We explore the body appreciation spectrum, which includes body respect, body acceptance, body neutrality, body appreciation, body peace, and body confidence, and discuss the importance of body respect and acceptance, rather than striving for a singular body image feeling.

As always, we’re finishing the episode with prompts and questions to help listeners explore their relationship with their bodies and advocate for themselves.

Daring Fat Instagram Account

Topics discussed in episode 005

  • Body image is influenced by societal pressures and reinforced messages about beauty standards.

  • The body appreciation spectrum includes body respect, body acceptance, body neutrality, body appreciation, body peace, and body confidence.

  • Advocating for oneself involves recognising and challenging internalised beliefs and seeking products and environments that promote comfort and inclusivity.

  • Body respect and acceptance are ongoing practices that prioritise self-care and compassion.

  • Exploring the relationship with one’s body and challenging societal norms can lead to a deeper understanding and appreciation of oneself.

Chapters:

00:00 Introduction and Summer Series

01:44 The Manifestation of Negative Body Image

05:59 Body Image & Weight Loss Negotiations

10:08 The Body Appreciation Spectrum

25:02 Prioritising Self-Advocacy and Seeking Comfortable Products and Spaces

29:06 From Pursuing Thinness to Prioritising Joy and Inner Peace

Transcription:

Melanie [she/her] (00:00)
Okay, so before we get into this episode, I do have some content warnings and I do just wanna update you on a couple of things. The first is we will be talking about body image today, quite in depth. We’re going to be exploring how our relationship with our body affects self -advocacy. So as always, if this is a topic that is triggering for you, please feel free to sit this one out.
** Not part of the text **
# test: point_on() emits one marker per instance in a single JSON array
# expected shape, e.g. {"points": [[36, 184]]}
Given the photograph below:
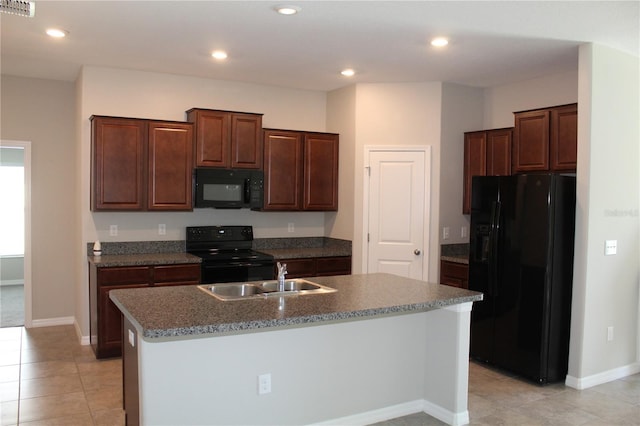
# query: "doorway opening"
{"points": [[15, 271]]}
And as always, you can find a full glossary of anti -diet related words, phrases and terms over on my website, https://www.outlawcreatives.com/glossary I also have some news to celebrate our summer series and so that we can continue having more in -depth conversations about personal hygiene and self care in relation to larger bodies. I’ve put together a bonus episode on Substack.

It is available on all tiers, including free. So to listen in, you just need to subscribe to the show on Substack and you’ll get access to this content. In the episode, I walk you through my personal hygiene routine, discuss products that I’m using, how they work, and I share my thoughts on these products too. I am in no way affiliated with any of these companies. I am literally just telling you about things that I’ve used, things I’ve tried, things I like, things I didn’t like, and also giving you some suggestions for other products.

so that we have a variety of things that can be accessible for us. So if you’d like to grab this bonus episode, head over to culturefitallpod .substack .com forward slash subscribe. This will also be in the show notes and in the description of this episode, so don’t worry.

Okay, I think I’ve covered everything for today, so let’s get into this episode, shall we? Feeling uncomfortable in my body is not a new sensation. For as long as I can remember, actually, I was a young child, maybe eight, nine, and I started to become very aware of my body. I became aware that other people seemed to have an issue with my body.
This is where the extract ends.